En réponse au SDJ de Mediapart

La question n'est pas, comme vous le dites, de vous reprocher de mener des enquêtes sur le financement de la vie politique. La question n'est pas de vous reprocher de donner des faits et de vous y tenir, sauf que les faits seuls et sans contrepoint ne sont jamais donnés innocemment.
La SDJ de Mediapart est soit un grand ensemble de "naïfs" incapables de comprendre la manœuvre dont est victime LFI et dans ce genre de cas quid de son intelligence analytique, soit elle a choisi de "s'allumer" ce parti afin de justifier de son "objectivité" dans son habitude de révéler d'autres affaires, soit elle a opté au moment où un nouveau parti se crée avec les restes de l'ex-gauche socialiste de faire de l'ombre à LFI sans vouloir donner l'impression de prendre parti, soit un peu de tout ça, soit autre chose encore.
Je précise d'emblée que je ne suis pas du tout d'accord avec LFI. Mais mes reproches sont politiques. Je reproche à LFI ses ambiguïtés sur la question de l'ouverture des frontières. Je reproche à LFI de donner dans l'illusion keynésienne d'un redressement social dans le cadre du capitalisme. Je reproche à LFI son instrumentalisation des mouvements sociaux sans jamais réellement s'y investir. Je reproche à LFI de rêver la réédition d'un 1981 qu'elle rêve réussir sans comprendre les raisons profondes de son échec. Je reproche à LFI son absence totale de démocratie masqué sous de soi-disant innovations.  Et c'est parce que je peux énoncer franchement mes désaccords avec cette organisation que je vous reproche votre comportement apolitique.
Oui, vous avez hurlé avec les loups. Et vous avez hurlé tellement fort que vous n'avez absolument pas été capables de dénoncer en même temps la manœuvre politique du pouvoir. Pire, nous avons pu lire des lignes ahurissantes sur la soi-disant "indépendance de la justice", indépendance dont vous dénoncez régulièrement l'absence dans vos colonnes.
Dénoncer les magouilles et micmacs financiers de la FI est une chose. Ne pas s'interroger sur pourquoi une organisation est amenée à le faire est soit de la stupidité soit une prise de position politique.
Vous vous en tenez aux faits, dites-vous. Eh bien, je vous dis non. Vous ne vous en êtes pas tenus aux faits. Vous les avez choisis, car, parmi les faits, il y a aussi le but poursuivi.
En s'en tenant aux faits sans s'interroger sur les mobiles, on pense abstraitement et l'on trouve normal que le petit qui vole pour manger soit puni au même titre que le repus qui vole pour s'enrichir davantage.
Quels sont les objectifs que poursuit LFI ? Quels moyens a-t-elle pour les atteindre ? Quel camp prétend-elle défendre ? Les réponses à ces questions font aussi partie des faits.

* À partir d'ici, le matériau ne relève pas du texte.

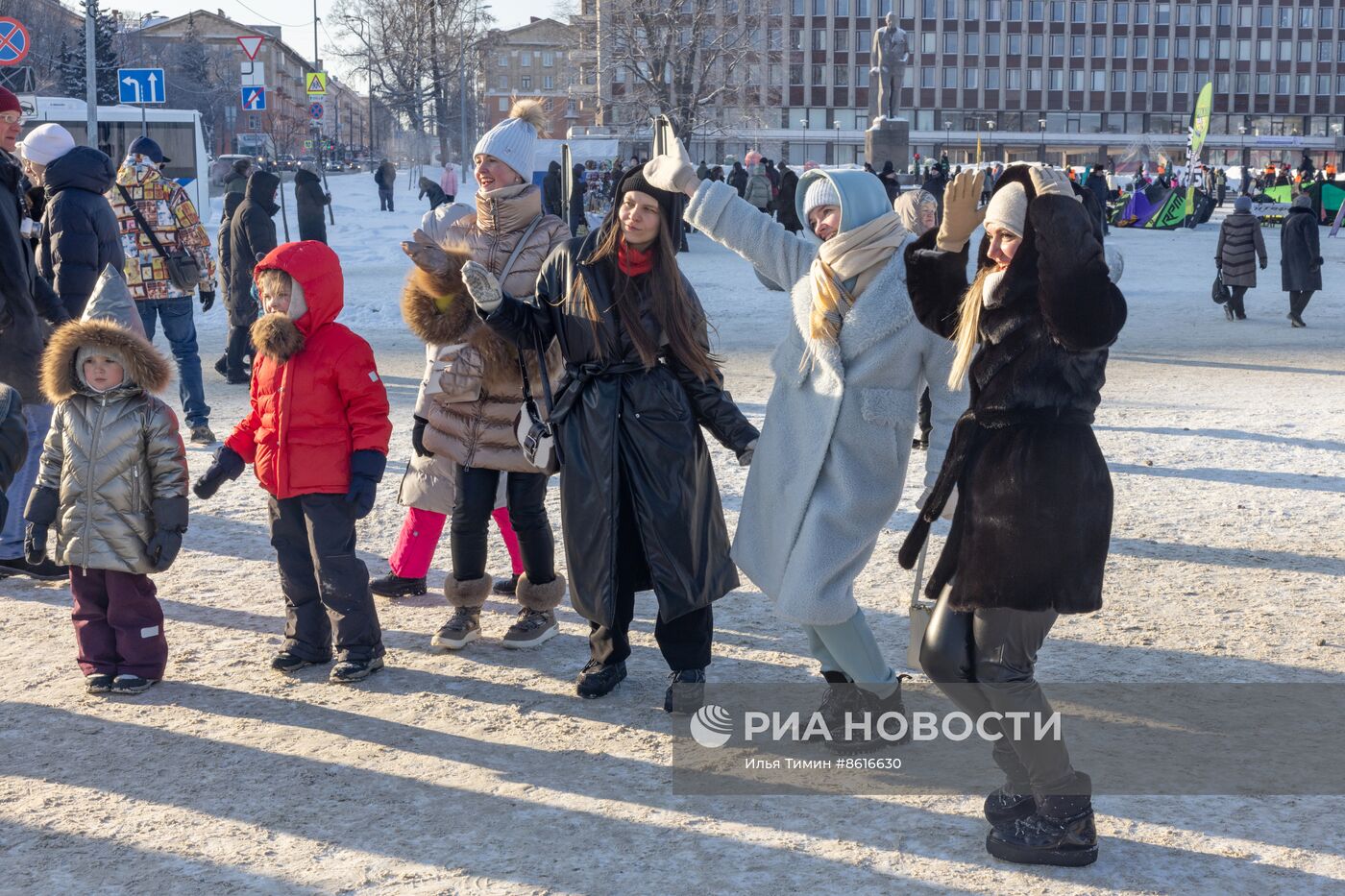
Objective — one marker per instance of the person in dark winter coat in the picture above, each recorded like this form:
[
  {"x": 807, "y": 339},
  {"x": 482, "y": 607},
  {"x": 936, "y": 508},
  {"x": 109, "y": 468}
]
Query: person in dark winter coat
[
  {"x": 232, "y": 202},
  {"x": 1096, "y": 182},
  {"x": 311, "y": 202},
  {"x": 1239, "y": 249},
  {"x": 551, "y": 191},
  {"x": 890, "y": 181},
  {"x": 235, "y": 182},
  {"x": 1300, "y": 257},
  {"x": 739, "y": 178},
  {"x": 1032, "y": 523},
  {"x": 113, "y": 486},
  {"x": 27, "y": 304},
  {"x": 577, "y": 190},
  {"x": 80, "y": 234},
  {"x": 786, "y": 213},
  {"x": 316, "y": 436},
  {"x": 386, "y": 181},
  {"x": 639, "y": 483},
  {"x": 252, "y": 234},
  {"x": 13, "y": 442},
  {"x": 428, "y": 188}
]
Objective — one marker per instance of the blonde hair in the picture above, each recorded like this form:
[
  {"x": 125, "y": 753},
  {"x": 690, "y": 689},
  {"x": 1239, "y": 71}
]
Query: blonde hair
[
  {"x": 968, "y": 328},
  {"x": 275, "y": 282}
]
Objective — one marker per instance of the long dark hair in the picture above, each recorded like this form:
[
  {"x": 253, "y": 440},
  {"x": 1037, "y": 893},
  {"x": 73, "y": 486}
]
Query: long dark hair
[{"x": 678, "y": 315}]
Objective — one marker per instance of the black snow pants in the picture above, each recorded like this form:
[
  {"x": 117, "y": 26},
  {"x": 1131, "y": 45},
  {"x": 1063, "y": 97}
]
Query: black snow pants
[
  {"x": 326, "y": 584},
  {"x": 985, "y": 661},
  {"x": 685, "y": 642}
]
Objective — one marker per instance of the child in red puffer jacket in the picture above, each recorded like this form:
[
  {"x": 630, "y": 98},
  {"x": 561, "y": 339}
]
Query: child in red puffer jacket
[{"x": 318, "y": 440}]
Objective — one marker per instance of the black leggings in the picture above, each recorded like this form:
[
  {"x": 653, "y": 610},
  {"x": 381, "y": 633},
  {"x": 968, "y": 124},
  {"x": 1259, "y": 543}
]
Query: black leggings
[
  {"x": 473, "y": 506},
  {"x": 1298, "y": 302},
  {"x": 984, "y": 661}
]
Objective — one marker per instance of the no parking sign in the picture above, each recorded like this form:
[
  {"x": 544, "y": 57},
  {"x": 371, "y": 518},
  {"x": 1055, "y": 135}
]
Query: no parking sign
[{"x": 13, "y": 42}]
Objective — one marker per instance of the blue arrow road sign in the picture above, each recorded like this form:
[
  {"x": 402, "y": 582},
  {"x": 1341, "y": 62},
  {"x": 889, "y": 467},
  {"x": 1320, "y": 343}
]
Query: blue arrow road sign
[{"x": 141, "y": 85}]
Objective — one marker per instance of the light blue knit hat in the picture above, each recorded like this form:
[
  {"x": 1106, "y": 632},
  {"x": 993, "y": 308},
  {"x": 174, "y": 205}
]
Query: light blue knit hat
[{"x": 514, "y": 140}]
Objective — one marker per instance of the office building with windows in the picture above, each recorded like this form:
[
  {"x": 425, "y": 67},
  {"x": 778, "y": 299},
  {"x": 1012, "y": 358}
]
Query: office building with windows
[{"x": 1066, "y": 80}]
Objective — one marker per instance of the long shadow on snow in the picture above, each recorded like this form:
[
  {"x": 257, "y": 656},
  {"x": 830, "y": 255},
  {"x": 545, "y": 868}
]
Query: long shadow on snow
[{"x": 331, "y": 802}]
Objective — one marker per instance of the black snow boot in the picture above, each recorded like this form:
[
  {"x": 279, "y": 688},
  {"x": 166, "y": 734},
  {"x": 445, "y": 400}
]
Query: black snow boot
[
  {"x": 393, "y": 586},
  {"x": 838, "y": 698},
  {"x": 686, "y": 691},
  {"x": 598, "y": 680},
  {"x": 1009, "y": 804},
  {"x": 1062, "y": 832},
  {"x": 868, "y": 739}
]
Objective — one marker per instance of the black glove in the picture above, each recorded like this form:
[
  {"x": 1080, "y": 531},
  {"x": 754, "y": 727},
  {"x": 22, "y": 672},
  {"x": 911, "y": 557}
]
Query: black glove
[
  {"x": 170, "y": 523},
  {"x": 40, "y": 512},
  {"x": 419, "y": 437},
  {"x": 366, "y": 470},
  {"x": 36, "y": 544},
  {"x": 229, "y": 465}
]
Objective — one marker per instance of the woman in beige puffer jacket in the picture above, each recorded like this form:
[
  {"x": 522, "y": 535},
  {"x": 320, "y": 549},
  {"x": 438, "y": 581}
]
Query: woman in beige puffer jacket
[{"x": 473, "y": 393}]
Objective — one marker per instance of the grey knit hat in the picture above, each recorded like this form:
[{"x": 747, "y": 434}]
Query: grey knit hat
[
  {"x": 820, "y": 193},
  {"x": 514, "y": 140}
]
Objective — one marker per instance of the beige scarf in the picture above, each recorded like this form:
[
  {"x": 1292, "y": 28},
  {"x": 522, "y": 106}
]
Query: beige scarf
[{"x": 858, "y": 254}]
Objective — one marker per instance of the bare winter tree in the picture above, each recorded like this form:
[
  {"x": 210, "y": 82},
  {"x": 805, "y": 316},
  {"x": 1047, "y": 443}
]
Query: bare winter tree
[
  {"x": 690, "y": 60},
  {"x": 413, "y": 53}
]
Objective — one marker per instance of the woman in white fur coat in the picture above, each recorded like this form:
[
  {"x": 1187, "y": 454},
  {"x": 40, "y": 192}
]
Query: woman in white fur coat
[{"x": 831, "y": 459}]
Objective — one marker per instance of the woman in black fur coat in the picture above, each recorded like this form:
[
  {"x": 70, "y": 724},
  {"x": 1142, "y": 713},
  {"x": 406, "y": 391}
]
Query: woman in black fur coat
[{"x": 1032, "y": 523}]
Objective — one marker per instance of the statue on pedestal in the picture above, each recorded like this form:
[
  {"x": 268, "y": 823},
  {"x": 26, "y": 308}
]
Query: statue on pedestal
[{"x": 891, "y": 53}]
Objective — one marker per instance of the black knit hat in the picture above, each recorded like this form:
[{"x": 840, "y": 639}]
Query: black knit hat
[{"x": 670, "y": 204}]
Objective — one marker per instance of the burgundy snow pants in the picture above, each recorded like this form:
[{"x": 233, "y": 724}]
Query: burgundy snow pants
[{"x": 118, "y": 623}]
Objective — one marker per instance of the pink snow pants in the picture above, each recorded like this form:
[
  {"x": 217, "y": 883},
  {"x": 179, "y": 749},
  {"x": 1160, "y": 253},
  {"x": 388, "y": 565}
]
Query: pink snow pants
[{"x": 419, "y": 539}]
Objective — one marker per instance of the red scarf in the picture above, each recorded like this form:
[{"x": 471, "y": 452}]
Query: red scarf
[{"x": 634, "y": 261}]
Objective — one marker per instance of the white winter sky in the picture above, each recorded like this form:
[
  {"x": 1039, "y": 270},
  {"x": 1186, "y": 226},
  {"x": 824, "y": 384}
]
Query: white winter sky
[{"x": 296, "y": 16}]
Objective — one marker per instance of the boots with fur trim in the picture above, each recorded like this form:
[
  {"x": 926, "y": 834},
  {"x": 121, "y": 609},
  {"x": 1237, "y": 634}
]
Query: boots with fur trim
[{"x": 541, "y": 597}]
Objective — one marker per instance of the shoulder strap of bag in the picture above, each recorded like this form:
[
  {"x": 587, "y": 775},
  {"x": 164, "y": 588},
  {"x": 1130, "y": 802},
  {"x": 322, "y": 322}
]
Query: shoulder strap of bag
[
  {"x": 140, "y": 220},
  {"x": 541, "y": 354}
]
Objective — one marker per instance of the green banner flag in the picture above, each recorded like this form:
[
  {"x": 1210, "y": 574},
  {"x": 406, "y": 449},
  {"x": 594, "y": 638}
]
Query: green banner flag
[{"x": 1199, "y": 131}]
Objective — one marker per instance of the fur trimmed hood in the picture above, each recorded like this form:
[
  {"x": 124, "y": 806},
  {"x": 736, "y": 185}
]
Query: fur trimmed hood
[
  {"x": 145, "y": 366},
  {"x": 459, "y": 325},
  {"x": 278, "y": 336}
]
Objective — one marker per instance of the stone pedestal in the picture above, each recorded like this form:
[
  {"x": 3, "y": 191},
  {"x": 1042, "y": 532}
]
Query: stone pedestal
[{"x": 888, "y": 138}]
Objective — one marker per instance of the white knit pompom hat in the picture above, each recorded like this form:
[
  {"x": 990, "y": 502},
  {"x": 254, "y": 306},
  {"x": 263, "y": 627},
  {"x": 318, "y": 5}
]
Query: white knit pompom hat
[{"x": 514, "y": 140}]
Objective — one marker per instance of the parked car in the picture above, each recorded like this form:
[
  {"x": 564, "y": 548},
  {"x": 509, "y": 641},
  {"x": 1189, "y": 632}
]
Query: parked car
[{"x": 221, "y": 167}]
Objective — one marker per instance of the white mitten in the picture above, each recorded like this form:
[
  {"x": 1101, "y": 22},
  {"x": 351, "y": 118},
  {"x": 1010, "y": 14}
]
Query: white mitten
[
  {"x": 672, "y": 171},
  {"x": 481, "y": 287}
]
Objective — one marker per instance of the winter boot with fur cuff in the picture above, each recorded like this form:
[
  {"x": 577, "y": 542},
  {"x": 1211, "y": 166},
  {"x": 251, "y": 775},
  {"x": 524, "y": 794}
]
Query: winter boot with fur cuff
[
  {"x": 466, "y": 623},
  {"x": 1062, "y": 832},
  {"x": 868, "y": 738},
  {"x": 394, "y": 586},
  {"x": 537, "y": 619}
]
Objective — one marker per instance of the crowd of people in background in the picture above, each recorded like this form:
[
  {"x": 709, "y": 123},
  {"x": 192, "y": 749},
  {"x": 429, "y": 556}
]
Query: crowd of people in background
[{"x": 561, "y": 334}]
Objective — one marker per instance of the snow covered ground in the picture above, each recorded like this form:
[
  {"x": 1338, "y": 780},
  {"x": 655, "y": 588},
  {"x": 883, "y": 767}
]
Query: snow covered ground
[{"x": 483, "y": 771}]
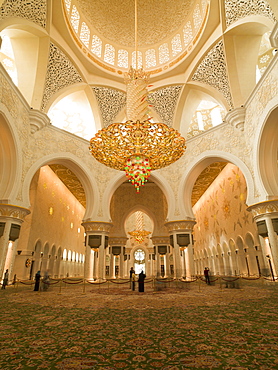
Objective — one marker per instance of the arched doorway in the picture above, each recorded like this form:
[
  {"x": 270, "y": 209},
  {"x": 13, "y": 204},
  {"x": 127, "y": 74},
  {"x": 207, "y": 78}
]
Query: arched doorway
[{"x": 139, "y": 261}]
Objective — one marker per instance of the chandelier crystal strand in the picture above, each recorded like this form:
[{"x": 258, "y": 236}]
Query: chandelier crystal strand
[{"x": 137, "y": 146}]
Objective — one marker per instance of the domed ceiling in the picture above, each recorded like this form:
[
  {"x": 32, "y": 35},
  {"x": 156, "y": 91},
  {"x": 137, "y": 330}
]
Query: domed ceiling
[{"x": 157, "y": 19}]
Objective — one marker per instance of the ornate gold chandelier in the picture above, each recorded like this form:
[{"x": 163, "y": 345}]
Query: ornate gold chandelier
[
  {"x": 139, "y": 235},
  {"x": 137, "y": 146}
]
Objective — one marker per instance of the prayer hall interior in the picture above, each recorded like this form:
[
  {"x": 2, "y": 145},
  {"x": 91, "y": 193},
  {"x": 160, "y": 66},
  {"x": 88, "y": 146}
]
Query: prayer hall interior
[{"x": 202, "y": 76}]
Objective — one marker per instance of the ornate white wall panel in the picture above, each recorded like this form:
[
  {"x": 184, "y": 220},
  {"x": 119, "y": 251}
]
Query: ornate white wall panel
[
  {"x": 110, "y": 102},
  {"x": 34, "y": 10},
  {"x": 213, "y": 71},
  {"x": 235, "y": 10},
  {"x": 60, "y": 73},
  {"x": 164, "y": 102}
]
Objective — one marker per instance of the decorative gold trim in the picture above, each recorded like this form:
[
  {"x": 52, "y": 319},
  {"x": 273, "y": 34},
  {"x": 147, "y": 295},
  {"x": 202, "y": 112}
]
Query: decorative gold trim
[
  {"x": 97, "y": 226},
  {"x": 13, "y": 211},
  {"x": 88, "y": 53},
  {"x": 263, "y": 208}
]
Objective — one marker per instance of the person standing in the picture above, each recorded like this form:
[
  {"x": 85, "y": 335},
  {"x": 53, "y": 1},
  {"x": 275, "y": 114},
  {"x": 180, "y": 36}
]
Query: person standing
[
  {"x": 206, "y": 273},
  {"x": 37, "y": 281},
  {"x": 131, "y": 272},
  {"x": 6, "y": 279},
  {"x": 45, "y": 281},
  {"x": 133, "y": 280},
  {"x": 141, "y": 279}
]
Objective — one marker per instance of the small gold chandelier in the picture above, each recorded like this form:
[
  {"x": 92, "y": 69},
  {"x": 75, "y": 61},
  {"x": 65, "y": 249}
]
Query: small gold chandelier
[
  {"x": 139, "y": 235},
  {"x": 137, "y": 146}
]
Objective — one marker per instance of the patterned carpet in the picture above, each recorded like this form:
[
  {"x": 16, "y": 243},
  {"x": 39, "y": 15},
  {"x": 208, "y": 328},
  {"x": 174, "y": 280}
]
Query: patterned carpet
[{"x": 197, "y": 327}]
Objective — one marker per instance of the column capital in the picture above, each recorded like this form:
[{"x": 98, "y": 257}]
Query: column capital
[
  {"x": 263, "y": 209},
  {"x": 160, "y": 240},
  {"x": 118, "y": 240},
  {"x": 236, "y": 117},
  {"x": 180, "y": 226},
  {"x": 16, "y": 213},
  {"x": 97, "y": 226}
]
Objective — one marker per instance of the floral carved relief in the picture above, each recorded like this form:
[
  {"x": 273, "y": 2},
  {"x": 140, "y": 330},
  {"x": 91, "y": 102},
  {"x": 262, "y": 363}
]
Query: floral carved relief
[
  {"x": 164, "y": 102},
  {"x": 213, "y": 71},
  {"x": 110, "y": 102},
  {"x": 235, "y": 10},
  {"x": 34, "y": 10},
  {"x": 60, "y": 73}
]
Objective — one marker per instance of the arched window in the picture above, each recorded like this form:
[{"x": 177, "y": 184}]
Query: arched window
[
  {"x": 163, "y": 53},
  {"x": 96, "y": 46},
  {"x": 187, "y": 33},
  {"x": 176, "y": 45},
  {"x": 109, "y": 54},
  {"x": 74, "y": 19},
  {"x": 85, "y": 34},
  {"x": 123, "y": 58},
  {"x": 150, "y": 58},
  {"x": 139, "y": 59}
]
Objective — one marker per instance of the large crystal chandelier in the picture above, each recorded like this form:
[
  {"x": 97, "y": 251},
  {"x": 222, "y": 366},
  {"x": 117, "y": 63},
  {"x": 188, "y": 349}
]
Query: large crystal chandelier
[{"x": 139, "y": 145}]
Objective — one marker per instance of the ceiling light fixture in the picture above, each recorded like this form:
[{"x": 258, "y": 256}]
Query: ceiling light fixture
[{"x": 139, "y": 145}]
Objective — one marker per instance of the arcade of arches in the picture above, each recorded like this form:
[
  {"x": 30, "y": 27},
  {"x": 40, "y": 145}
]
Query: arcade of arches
[{"x": 214, "y": 78}]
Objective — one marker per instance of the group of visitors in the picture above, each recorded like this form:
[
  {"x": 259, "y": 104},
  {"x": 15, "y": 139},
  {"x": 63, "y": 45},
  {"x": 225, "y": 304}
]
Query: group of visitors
[
  {"x": 45, "y": 281},
  {"x": 5, "y": 279},
  {"x": 206, "y": 274},
  {"x": 141, "y": 280}
]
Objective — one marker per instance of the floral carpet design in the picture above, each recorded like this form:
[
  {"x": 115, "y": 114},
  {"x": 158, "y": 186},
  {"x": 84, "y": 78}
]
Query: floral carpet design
[{"x": 194, "y": 328}]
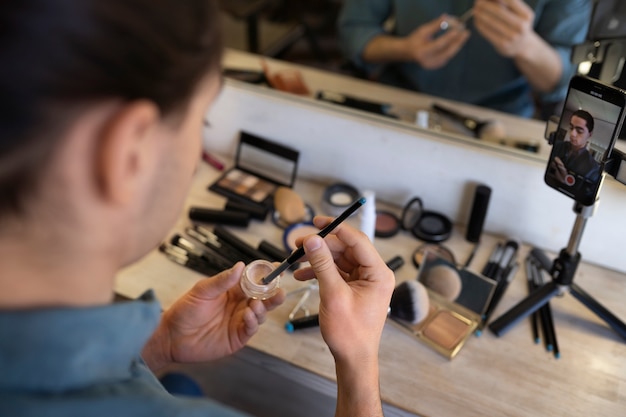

Et quand vous vous en prenez au FN ou à LREM, vous n'oubliez pas de le faire.
Alors, pourquoi dans le cas de LFI ne l'avez-vous pas fait ?
Je me suis abonné voici de multiples années, quand Mediapart était encore un journal peu sûr de son avenir. On y trouvait une volonté de faire du "vrai" journalisme avec investigation, analyse et prises de position. Les points de vue n'y étaient pas toujours semblables.
La semaine dernière a peut-être été noire pour LFI, mais elle l'a été aussi pour Mediapart. J'ai été à deux doigts de me désabonner quand, par miracle, le reportage sur les cités à Nantes est sorti. J'ai pensé avoir retrouvé le journal auquel je suis fidèle depuis tant d'années.
Malheureusement, vous vous êtes senti obligé de faire une mise au point tout en remettant une couche aussi apolitique que les précédentes sur LFI.
Par pitié, arrêtez ou faites complètement votre travail et ne vous limitez pas à la superficie des faits. Allez au fond des choses et si vous avez des désaccords avec LFI, exprimez-les franchement. Que Mediapart redevienne un outil de débat et de démocratie.